"Hoot! can ye no haud your tongue, lassie?" said the carrier's wife. "So mony bairn's things were just a cumber and a thocht to me in this hoose. Our youngest (Tam there) is ten, an' we hae dune wi' that kind o' nonsense in this hoose. What are ye lauchin' at, guidman?" she cried, suddenly turning on the carrier, who had been quaintly screwing up his face.
"I wasna lauchin'," said "our John," his face suddenly falling to a quite preternatural gravity.
"They were juist a cumber and a care," continued the carrier's wife. "And they are better being o' some use to somebody."
"Now ye will lie down and sleep in the back room, till the guidman starts on his round at five i' the mornin'."

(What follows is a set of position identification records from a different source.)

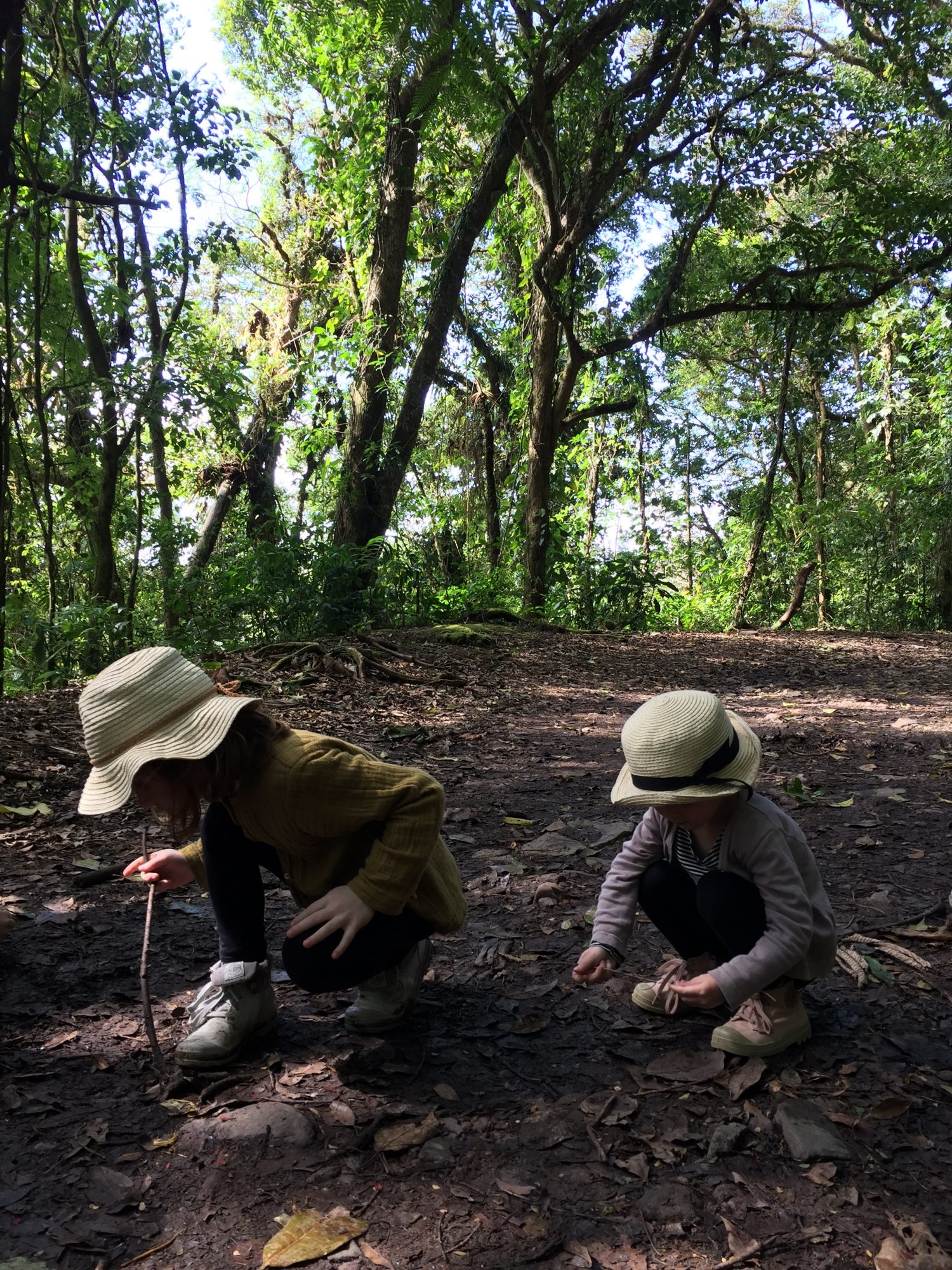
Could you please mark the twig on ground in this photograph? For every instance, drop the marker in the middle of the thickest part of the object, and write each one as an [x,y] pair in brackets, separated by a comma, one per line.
[149,1253]
[158,1060]
[475,1229]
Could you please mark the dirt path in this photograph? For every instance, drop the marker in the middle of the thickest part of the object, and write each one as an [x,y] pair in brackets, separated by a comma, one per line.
[567,1131]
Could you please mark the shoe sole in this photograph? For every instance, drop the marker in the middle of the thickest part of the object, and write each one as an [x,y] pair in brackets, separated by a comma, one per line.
[657,1008]
[390,1024]
[733,1045]
[221,1060]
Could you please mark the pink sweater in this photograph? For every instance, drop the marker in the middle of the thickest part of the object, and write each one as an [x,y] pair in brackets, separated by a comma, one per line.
[764,845]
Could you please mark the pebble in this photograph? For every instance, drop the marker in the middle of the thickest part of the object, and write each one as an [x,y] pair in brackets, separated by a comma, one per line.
[808,1133]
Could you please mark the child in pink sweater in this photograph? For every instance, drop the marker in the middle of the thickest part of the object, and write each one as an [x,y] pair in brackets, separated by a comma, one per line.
[723,873]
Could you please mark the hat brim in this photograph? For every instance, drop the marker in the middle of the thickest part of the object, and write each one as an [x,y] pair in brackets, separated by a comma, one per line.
[743,769]
[195,736]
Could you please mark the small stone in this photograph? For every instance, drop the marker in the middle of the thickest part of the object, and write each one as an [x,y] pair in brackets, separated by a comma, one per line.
[809,1135]
[725,1140]
[346,1255]
[668,1203]
[436,1154]
[281,1123]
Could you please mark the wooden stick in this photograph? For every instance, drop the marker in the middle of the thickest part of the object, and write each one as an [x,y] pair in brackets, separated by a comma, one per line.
[158,1060]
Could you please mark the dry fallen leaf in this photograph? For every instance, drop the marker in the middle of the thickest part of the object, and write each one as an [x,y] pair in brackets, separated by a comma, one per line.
[519,1189]
[637,1165]
[341,1113]
[623,1258]
[60,1039]
[822,1174]
[918,1250]
[376,1258]
[527,1026]
[402,1137]
[686,1065]
[889,1109]
[744,1076]
[310,1236]
[741,1244]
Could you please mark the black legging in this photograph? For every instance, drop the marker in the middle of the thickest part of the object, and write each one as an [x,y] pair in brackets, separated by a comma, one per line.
[234,867]
[722,914]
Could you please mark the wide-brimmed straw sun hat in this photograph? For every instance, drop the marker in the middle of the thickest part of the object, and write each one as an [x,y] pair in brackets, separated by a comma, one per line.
[684,746]
[153,704]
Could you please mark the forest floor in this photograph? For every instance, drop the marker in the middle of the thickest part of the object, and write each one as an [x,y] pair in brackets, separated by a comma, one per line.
[517,1120]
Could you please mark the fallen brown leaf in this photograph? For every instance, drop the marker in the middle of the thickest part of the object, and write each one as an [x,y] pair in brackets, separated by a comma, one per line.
[402,1137]
[743,1078]
[822,1174]
[341,1113]
[889,1109]
[310,1236]
[739,1243]
[376,1258]
[689,1066]
[519,1189]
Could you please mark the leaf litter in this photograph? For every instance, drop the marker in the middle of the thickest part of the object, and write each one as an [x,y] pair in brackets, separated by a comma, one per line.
[618,1118]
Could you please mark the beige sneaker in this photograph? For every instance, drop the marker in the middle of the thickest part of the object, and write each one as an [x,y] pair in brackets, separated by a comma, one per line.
[658,999]
[237,1005]
[766,1024]
[388,999]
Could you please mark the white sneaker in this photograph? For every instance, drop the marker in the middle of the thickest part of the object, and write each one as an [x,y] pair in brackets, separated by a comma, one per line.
[388,999]
[235,1005]
[658,998]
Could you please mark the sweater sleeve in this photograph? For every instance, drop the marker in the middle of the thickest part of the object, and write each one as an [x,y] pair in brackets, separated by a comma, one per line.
[196,862]
[619,899]
[790,920]
[338,792]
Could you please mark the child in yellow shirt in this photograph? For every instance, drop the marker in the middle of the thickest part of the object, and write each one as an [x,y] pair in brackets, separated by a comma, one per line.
[356,840]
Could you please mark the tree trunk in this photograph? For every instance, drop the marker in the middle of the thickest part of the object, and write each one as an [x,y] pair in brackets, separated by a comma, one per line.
[544,436]
[797,601]
[218,510]
[823,592]
[357,519]
[489,458]
[765,514]
[11,77]
[7,410]
[643,491]
[687,512]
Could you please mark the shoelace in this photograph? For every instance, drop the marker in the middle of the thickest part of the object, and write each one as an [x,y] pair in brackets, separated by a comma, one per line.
[213,1000]
[671,972]
[755,1014]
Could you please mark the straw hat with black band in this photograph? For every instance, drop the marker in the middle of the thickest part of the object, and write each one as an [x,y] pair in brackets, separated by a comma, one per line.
[153,704]
[685,746]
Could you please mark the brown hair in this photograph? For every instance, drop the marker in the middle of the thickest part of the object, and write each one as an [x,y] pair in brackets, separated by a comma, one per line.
[237,761]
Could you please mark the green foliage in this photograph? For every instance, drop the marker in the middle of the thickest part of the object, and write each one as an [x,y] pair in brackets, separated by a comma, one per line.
[618,592]
[161,378]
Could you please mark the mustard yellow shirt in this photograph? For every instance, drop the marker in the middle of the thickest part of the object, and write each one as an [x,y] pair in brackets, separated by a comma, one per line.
[337,816]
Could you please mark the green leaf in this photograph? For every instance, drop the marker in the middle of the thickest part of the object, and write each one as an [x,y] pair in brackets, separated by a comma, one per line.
[879,971]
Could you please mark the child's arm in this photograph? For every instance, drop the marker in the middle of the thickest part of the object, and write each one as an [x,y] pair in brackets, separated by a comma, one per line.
[619,899]
[595,966]
[338,793]
[790,920]
[167,869]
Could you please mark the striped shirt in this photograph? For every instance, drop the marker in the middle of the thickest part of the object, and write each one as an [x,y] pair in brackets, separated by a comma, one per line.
[685,855]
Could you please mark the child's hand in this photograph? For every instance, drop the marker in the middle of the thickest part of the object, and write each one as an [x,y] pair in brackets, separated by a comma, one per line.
[595,966]
[341,910]
[701,991]
[167,869]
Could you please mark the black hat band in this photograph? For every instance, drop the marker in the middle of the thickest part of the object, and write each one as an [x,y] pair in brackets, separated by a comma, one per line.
[704,775]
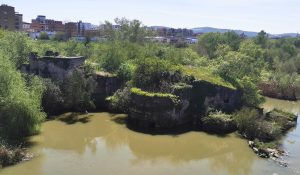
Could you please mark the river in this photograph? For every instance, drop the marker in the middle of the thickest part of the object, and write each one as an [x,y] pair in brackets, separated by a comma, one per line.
[100,143]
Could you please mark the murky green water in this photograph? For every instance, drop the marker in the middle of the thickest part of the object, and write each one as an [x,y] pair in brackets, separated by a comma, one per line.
[101,144]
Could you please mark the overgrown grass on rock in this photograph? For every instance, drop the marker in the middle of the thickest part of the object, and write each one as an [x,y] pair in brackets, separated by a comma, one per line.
[219,123]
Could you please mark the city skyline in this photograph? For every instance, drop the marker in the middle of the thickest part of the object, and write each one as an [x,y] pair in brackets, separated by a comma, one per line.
[272,16]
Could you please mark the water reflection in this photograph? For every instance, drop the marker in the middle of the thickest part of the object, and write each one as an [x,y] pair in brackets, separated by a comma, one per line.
[104,144]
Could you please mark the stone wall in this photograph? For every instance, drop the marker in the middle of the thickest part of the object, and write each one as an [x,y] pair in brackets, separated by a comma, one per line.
[155,112]
[272,90]
[161,112]
[207,95]
[53,67]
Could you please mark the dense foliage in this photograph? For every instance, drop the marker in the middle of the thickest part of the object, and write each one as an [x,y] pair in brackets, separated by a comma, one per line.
[20,101]
[225,59]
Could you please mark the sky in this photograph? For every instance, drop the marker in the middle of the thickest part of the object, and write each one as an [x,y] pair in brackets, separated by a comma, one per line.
[273,16]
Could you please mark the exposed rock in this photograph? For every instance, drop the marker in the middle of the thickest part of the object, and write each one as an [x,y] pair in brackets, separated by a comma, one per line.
[218,123]
[271,89]
[53,66]
[207,95]
[159,111]
[284,119]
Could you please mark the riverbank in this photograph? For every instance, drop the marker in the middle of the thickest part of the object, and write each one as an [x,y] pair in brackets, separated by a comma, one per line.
[10,155]
[104,144]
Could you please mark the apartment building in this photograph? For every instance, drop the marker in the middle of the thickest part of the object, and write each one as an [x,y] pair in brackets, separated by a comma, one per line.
[9,19]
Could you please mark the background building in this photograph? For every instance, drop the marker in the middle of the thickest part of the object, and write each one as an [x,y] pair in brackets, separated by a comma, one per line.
[9,19]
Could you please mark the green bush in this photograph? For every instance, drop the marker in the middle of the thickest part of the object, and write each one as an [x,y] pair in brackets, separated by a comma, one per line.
[120,101]
[151,73]
[9,155]
[113,58]
[125,71]
[44,36]
[20,104]
[246,121]
[77,90]
[218,122]
[52,100]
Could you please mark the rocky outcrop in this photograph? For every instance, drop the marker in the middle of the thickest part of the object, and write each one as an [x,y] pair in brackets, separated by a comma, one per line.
[158,111]
[51,66]
[155,110]
[218,123]
[272,90]
[207,95]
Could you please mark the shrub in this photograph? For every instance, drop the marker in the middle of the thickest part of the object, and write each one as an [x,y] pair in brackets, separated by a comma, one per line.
[150,73]
[9,155]
[283,119]
[267,131]
[218,122]
[52,100]
[44,36]
[77,90]
[20,104]
[125,71]
[120,100]
[16,46]
[246,121]
[113,58]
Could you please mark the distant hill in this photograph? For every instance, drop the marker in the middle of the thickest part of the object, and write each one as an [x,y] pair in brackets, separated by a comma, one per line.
[211,29]
[199,30]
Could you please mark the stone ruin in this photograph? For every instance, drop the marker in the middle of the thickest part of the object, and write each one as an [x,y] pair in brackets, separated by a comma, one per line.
[51,65]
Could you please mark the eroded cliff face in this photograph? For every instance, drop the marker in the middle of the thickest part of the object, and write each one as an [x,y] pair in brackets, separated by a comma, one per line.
[154,112]
[162,112]
[274,91]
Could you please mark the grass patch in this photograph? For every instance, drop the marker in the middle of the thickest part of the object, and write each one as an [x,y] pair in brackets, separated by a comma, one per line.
[140,92]
[206,75]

So the wearied children were put to bed in the "back room," and they fell asleep to the sound of psalm-singing. For the good carrier and his wife were praising the Lord. It is quite a mistake to suppose that most psalm-singers are hypocrites. Much of the good of the world is wrought by those who, being merry of heart, sing psalms.
ADVENTURE XL.
A NEW KIND OF HERO.
Then with the morning came the new day. The bitterest blast was over for these small pilgrims. The night's rest, the clean clothes, the goodness of the kind carrier folk were new life to Vara. There was brighter hope in her heart as the carrier's wife set them under the blue hood of the light cart, for her "man" did not expect any heavy loads that day. The children, therefore, were to ride in the covered waggon. The good woman wept to let them go, and made Vara promise many a time, to be sure and send her a letter. As they went away she slipped half-a-crown into Vara's hand.
"For the baby!" she whispered, like one who makes a shamefaced excuse. And at that moment the carrier pretended to be specially busy about his harness.
But Hugh Boy had quarrelled again with Snap's master, and that enterprising youth sat on the fence opposite and made faces at the party, till his mother, turning round somewhat quickly, caught him in the act.